Climate Change Poses Threat to Ski Tourism in Bulgaria - Report
An analysis of the impact of climate change in Bulgaria predicts a lengthened summer season and a serious threat to winter tourism.
According to the analysis, which has been published on the website of the Ministry of Environment and Water, the projected increase in temperatures and the decrease in the number of rainy days in summer, spring and autumn are expected to result in a longer summer season at the expense of a shorter winter season.
At the same time, plans are being made for the construction of a new winter resort in the Rila Mountain and the local authorities in the resort of Bansko have sought permission to expand the ski zone near the town.
"Ski resorts and other activities related to winter tourism will be hardest hit by the climate change, which has a direct negative impact on the local communities depending on the jobs and the revenues generated by this type of tourism," the analysis informs, as cited by Trud daily.
There will be less snow due to the delayed onset of winter precipitation onset and the earlier melting of the snow, which will have a substantial negative impact on ski resorts, especially those in lower mountain regions.

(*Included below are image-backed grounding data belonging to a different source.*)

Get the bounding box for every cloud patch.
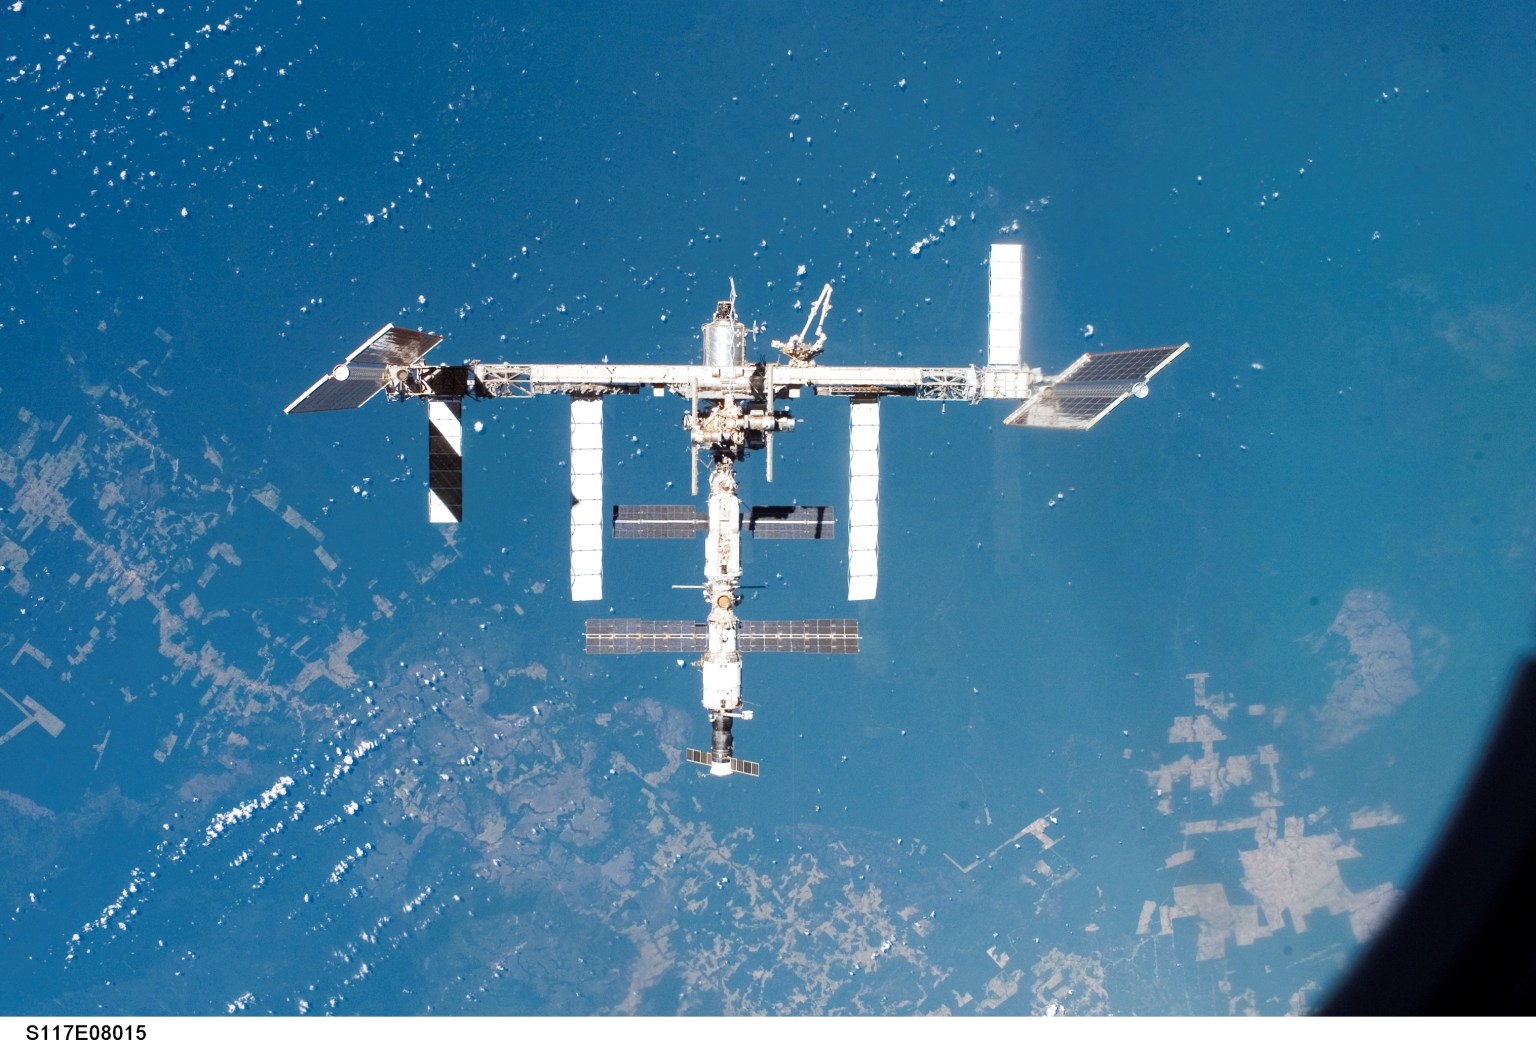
[1313,590,1443,747]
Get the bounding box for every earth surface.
[2,0,1533,1017]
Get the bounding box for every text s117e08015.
[26,1027,146,1041]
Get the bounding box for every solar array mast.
[286,244,1187,778]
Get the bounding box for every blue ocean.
[0,0,1532,1016]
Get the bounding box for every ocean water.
[1,0,1533,1016]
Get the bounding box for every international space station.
[286,244,1186,778]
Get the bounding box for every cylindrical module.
[700,651,742,713]
[702,317,741,368]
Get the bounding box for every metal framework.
[285,243,1188,778]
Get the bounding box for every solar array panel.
[746,505,835,540]
[284,325,443,414]
[586,619,707,654]
[612,504,707,539]
[585,618,859,654]
[1006,344,1189,430]
[1051,394,1124,425]
[738,618,859,654]
[1057,345,1188,386]
[426,398,463,523]
[284,369,388,415]
[685,748,760,777]
[351,326,445,369]
[613,504,836,539]
[1003,391,1126,430]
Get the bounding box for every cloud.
[1313,590,1441,748]
[1432,296,1536,382]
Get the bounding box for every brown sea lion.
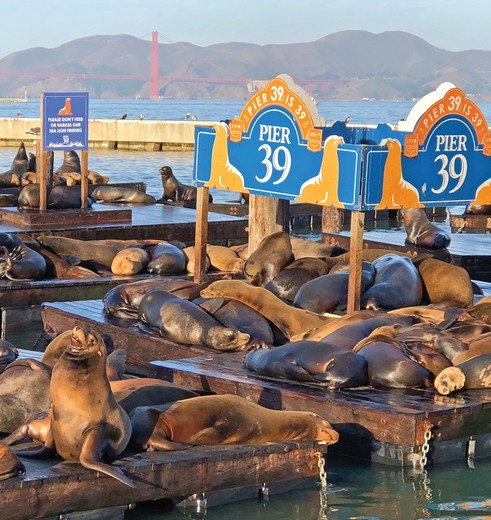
[451,333,491,365]
[0,442,25,480]
[434,352,491,395]
[200,280,339,339]
[103,278,202,320]
[294,261,375,313]
[17,184,93,209]
[289,237,346,260]
[403,208,451,249]
[87,170,110,184]
[0,142,27,187]
[467,296,491,324]
[0,232,46,281]
[0,339,18,373]
[206,245,244,273]
[388,305,470,326]
[401,343,453,376]
[90,185,156,205]
[264,257,329,302]
[111,247,150,275]
[182,246,211,275]
[130,394,339,451]
[444,321,491,342]
[412,256,474,307]
[198,297,274,347]
[356,338,433,389]
[147,242,187,275]
[244,231,293,286]
[54,150,81,174]
[360,254,423,310]
[159,165,212,204]
[245,341,368,388]
[138,290,251,351]
[33,243,99,279]
[4,327,134,487]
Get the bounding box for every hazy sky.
[1,0,490,58]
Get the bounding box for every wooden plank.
[321,206,343,233]
[347,210,365,312]
[0,441,325,520]
[81,149,88,209]
[248,195,289,255]
[194,186,210,284]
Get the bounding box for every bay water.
[0,99,490,519]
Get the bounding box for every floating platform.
[0,440,325,520]
[41,300,491,465]
[149,353,491,466]
[450,211,491,232]
[322,229,491,282]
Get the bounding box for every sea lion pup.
[159,165,213,204]
[200,280,339,339]
[245,341,368,388]
[434,352,491,395]
[0,442,25,481]
[412,256,474,308]
[103,278,203,320]
[264,257,329,302]
[244,231,293,286]
[147,242,187,275]
[111,247,151,275]
[294,260,375,314]
[0,232,46,281]
[355,338,434,389]
[360,253,423,310]
[89,185,156,205]
[138,290,251,351]
[402,208,451,249]
[130,394,339,451]
[4,327,135,488]
[0,142,27,187]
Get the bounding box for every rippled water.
[1,99,490,519]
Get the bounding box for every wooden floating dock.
[323,229,491,282]
[42,300,491,465]
[0,440,325,520]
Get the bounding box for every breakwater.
[0,118,214,151]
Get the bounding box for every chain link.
[419,423,433,470]
[316,451,329,520]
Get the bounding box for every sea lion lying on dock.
[0,232,46,281]
[130,394,339,451]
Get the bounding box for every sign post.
[41,92,89,209]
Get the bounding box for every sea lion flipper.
[80,425,136,488]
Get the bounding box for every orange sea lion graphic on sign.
[207,122,245,192]
[375,138,423,209]
[472,178,491,206]
[296,135,344,207]
[58,98,72,116]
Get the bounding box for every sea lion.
[289,237,346,260]
[245,341,368,388]
[467,297,491,324]
[54,150,81,174]
[198,297,274,347]
[294,261,375,313]
[138,290,251,351]
[356,338,433,389]
[159,165,212,204]
[0,142,27,187]
[244,231,294,286]
[0,442,25,481]
[206,245,244,273]
[465,204,491,215]
[452,332,491,364]
[0,359,52,434]
[403,208,451,249]
[103,278,202,320]
[17,184,93,209]
[200,280,339,339]
[388,304,469,326]
[361,254,423,310]
[0,339,18,373]
[147,242,187,275]
[129,394,339,451]
[413,256,474,308]
[0,232,46,281]
[4,327,134,487]
[90,185,156,205]
[264,257,329,302]
[33,243,99,279]
[182,246,211,275]
[87,170,109,184]
[111,247,151,275]
[434,353,491,395]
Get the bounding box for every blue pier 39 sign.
[43,92,89,151]
[194,74,362,211]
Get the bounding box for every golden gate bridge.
[0,32,341,98]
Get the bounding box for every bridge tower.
[150,31,159,99]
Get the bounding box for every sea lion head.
[296,412,339,445]
[65,326,106,362]
[211,328,251,351]
[159,166,175,179]
[434,366,466,395]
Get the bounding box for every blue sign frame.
[43,92,89,151]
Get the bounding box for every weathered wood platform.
[322,229,491,281]
[41,299,491,465]
[0,441,325,520]
[450,211,491,232]
[149,354,491,466]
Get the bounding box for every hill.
[1,31,490,101]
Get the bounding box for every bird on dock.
[140,114,145,121]
[344,116,351,124]
[120,114,127,120]
[14,112,21,118]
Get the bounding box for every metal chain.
[419,423,433,470]
[316,451,329,520]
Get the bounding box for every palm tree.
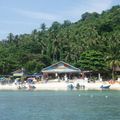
[106,33,120,80]
[109,60,120,80]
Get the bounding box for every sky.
[0,0,120,39]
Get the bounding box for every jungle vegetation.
[0,5,120,79]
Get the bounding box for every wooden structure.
[41,61,81,81]
[12,68,25,77]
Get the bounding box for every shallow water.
[0,90,120,120]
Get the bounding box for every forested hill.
[0,5,120,76]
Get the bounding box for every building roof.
[12,68,26,77]
[12,68,25,74]
[42,61,81,73]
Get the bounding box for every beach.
[0,80,120,91]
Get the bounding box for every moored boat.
[100,85,111,89]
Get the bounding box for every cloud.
[61,0,113,20]
[17,9,62,21]
[87,0,113,13]
[0,0,115,40]
[8,0,113,23]
[0,20,36,25]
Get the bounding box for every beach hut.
[41,61,81,81]
[12,68,26,77]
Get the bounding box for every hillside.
[0,5,120,78]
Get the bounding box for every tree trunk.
[112,65,115,80]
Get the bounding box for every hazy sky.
[0,0,120,39]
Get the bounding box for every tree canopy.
[0,5,120,78]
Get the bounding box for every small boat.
[100,85,111,89]
[67,84,74,90]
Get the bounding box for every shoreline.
[0,82,120,91]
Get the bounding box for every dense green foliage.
[76,50,107,72]
[0,6,120,78]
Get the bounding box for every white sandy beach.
[0,81,120,91]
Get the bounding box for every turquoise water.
[0,90,120,120]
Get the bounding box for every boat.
[100,85,111,89]
[67,83,74,90]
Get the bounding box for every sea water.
[0,90,120,120]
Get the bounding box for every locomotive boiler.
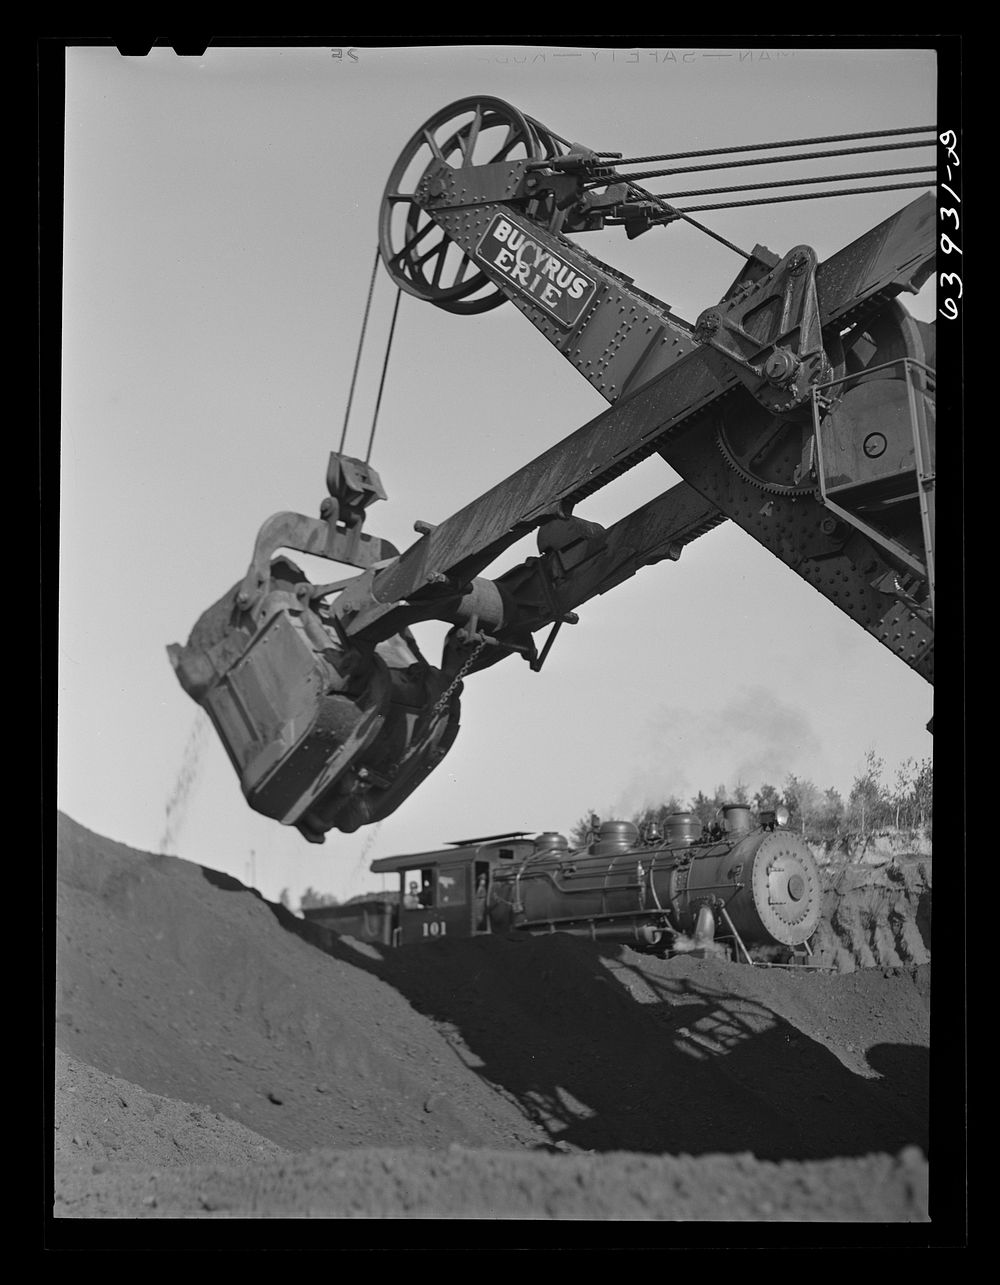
[347,804,822,960]
[488,807,821,958]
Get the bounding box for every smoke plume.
[611,685,823,815]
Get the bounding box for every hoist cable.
[593,123,935,167]
[623,181,752,258]
[365,287,402,465]
[339,247,381,456]
[587,138,934,188]
[669,179,932,213]
[643,164,934,203]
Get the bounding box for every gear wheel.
[715,420,820,496]
[714,299,927,497]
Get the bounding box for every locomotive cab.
[371,832,536,946]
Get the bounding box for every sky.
[57,41,939,906]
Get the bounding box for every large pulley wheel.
[379,97,549,315]
[524,114,573,164]
[716,300,933,495]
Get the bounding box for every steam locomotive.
[301,804,822,963]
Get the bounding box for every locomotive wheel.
[379,97,547,315]
[716,299,932,495]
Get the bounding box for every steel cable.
[365,288,402,464]
[588,138,934,187]
[642,164,935,203]
[339,248,381,455]
[593,123,935,166]
[667,180,933,213]
[621,181,752,258]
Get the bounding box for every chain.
[430,641,488,718]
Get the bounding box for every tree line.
[276,751,932,908]
[570,751,932,847]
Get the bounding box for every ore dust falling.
[159,712,211,855]
[352,822,384,886]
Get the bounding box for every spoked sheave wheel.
[379,97,549,315]
[524,115,574,164]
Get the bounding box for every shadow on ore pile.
[243,882,929,1164]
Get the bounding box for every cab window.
[436,864,467,907]
[402,869,434,909]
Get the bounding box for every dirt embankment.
[811,856,931,972]
[52,813,935,1223]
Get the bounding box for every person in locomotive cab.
[404,881,422,910]
[475,872,488,929]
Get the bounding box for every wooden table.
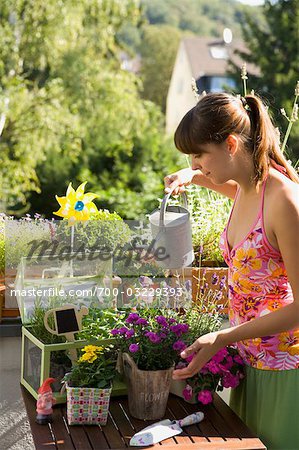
[21,386,266,450]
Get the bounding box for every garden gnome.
[36,378,56,424]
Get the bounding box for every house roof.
[182,37,259,78]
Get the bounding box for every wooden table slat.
[119,398,177,447]
[81,426,110,449]
[166,395,209,444]
[50,405,76,449]
[212,394,257,438]
[21,386,57,450]
[60,407,93,450]
[109,399,135,447]
[175,396,227,443]
[101,411,128,448]
[21,385,266,450]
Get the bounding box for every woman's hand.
[172,332,223,380]
[164,168,197,195]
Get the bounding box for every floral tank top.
[219,176,299,370]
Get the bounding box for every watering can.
[149,188,194,269]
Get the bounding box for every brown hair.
[174,92,299,183]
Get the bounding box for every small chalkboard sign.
[55,308,79,334]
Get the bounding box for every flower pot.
[66,383,112,425]
[122,352,173,420]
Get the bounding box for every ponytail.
[245,95,299,183]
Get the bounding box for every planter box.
[21,326,126,404]
[169,267,228,313]
[192,267,228,314]
[66,383,112,425]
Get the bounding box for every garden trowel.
[129,411,204,446]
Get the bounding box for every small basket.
[66,383,112,425]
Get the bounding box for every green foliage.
[63,344,117,389]
[189,186,231,265]
[140,0,255,38]
[168,184,231,265]
[229,0,299,161]
[1,0,179,218]
[139,25,181,112]
[78,308,126,341]
[28,300,66,344]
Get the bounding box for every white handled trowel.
[129,411,204,446]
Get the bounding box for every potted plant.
[62,344,117,425]
[169,303,245,404]
[111,308,191,420]
[175,346,245,405]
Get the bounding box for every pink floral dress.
[219,176,299,370]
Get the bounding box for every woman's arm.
[164,168,238,199]
[173,187,299,379]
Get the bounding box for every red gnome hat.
[38,378,56,394]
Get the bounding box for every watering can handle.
[159,188,188,227]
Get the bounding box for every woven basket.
[66,384,112,425]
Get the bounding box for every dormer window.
[209,46,228,60]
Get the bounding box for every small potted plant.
[169,304,245,404]
[111,308,190,420]
[62,344,117,425]
[177,345,245,405]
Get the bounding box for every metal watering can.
[149,188,194,269]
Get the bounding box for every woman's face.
[191,141,233,185]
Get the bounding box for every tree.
[139,25,181,112]
[0,0,182,218]
[230,0,299,161]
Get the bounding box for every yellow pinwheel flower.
[53,182,98,225]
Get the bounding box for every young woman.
[164,93,299,450]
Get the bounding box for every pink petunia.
[182,384,193,401]
[221,373,240,388]
[205,360,220,374]
[197,390,213,405]
[212,348,228,363]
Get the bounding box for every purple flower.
[136,318,148,326]
[173,340,187,352]
[125,329,135,339]
[145,332,161,344]
[118,326,129,334]
[219,281,225,290]
[126,313,140,324]
[111,329,120,336]
[156,316,168,327]
[197,390,213,405]
[170,324,189,336]
[185,280,192,291]
[211,273,219,285]
[129,344,139,353]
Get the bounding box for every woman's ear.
[226,135,239,156]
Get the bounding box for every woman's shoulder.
[267,168,299,206]
[267,168,299,202]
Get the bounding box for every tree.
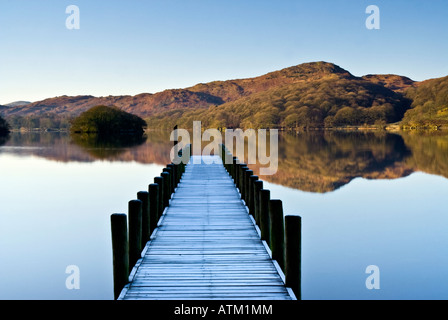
[0,115,10,135]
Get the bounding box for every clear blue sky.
[1,0,447,104]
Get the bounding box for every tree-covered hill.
[401,76,448,127]
[2,61,447,130]
[146,76,411,129]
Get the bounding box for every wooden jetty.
[111,144,301,300]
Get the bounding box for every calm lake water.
[0,130,447,300]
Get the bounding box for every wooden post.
[269,199,285,271]
[161,172,171,208]
[128,199,142,269]
[285,215,302,300]
[154,177,164,218]
[240,165,248,200]
[232,157,238,183]
[111,213,129,300]
[259,189,270,244]
[253,180,263,225]
[238,163,247,199]
[163,167,173,195]
[226,152,233,173]
[234,158,240,187]
[137,191,150,249]
[244,169,253,204]
[148,183,159,234]
[249,175,258,217]
[168,163,177,190]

According to the forecast, there will be periods of 2, 4, 5 and even 6 consecutive years of bad winter conditions after 2020.
In the winter of 2014, Bulgaria's mountain resort of Chepelare failed to register any profit because the costs for artificial snow made it impossible.
The lack of snow resulted in an outflow of tourists and the prices of snow passes were substantially reduced.
"It will not be possible to offset the costs for expensive equipment for artificial snow using tourism revenue and even now their use discourages a substantial number of Bulgarian tourists," the analysis says.
The analysis informs that Switzerland expects to see its annual winter tourism costs increase by USD 1.6 B by 2050.
Climate change, however, is expected to have a positive impact on summer destinations in Bulgaria.
The number of tourists visiting sea resorts is expected to increase in spring at first, and then in autumn.
However, the heat on dog days in July and August may lead to an outflow of tourists from Northern and Western Europe as the citizens of these countries frown at high temperatures. Besides, the prospects of spending the summer holidays in their home countries are expected to become more attractive.
As regards negative scenarios, the dry spells may lead to a water scarcity. Cyprus is already plagued by these problems and experiences water supply disruptions in summer.
Besides, the higher temperatures in summer will increase electricity demand for cooling, as has already happened in Cyprus, Turkey and Greece, according to the analysis.
Dry spells are also seen as a threat to golf tourism, as many of the golf courses in Bulgaria are on the Black Sea coast where the water resources are more limited. At the same time, maintaining the grass on the golf courses requires a lot of water.
In order to reduce Bulgaria's vulnerability to climate change and to improve the country's capacity to adjust the natural, social and economic systems to the unavoidable negative impact of climate change, the Ministry of Environment and Water has taken steps towards drafting a National Adjustment Strategy.
The strategy will be drafted in stages, the first stage envisaging a framework document titled "Analysis and Evaluation of the Risk and Vulnerability of the Sectors of the Bulgarian Economy to Climate Change."
The document is to evaluate the risk of the most typical natural disasters for the region on the basis of climatic models and scenarios. The analysis is to span the sectors of agriculture, waters, urban environment, transport, energy, construction and infrastructure, ecosystems and biodiversity, human health and tourism.
The framework document also takes into account cross-border cooperation on issues related to the impact of climate change.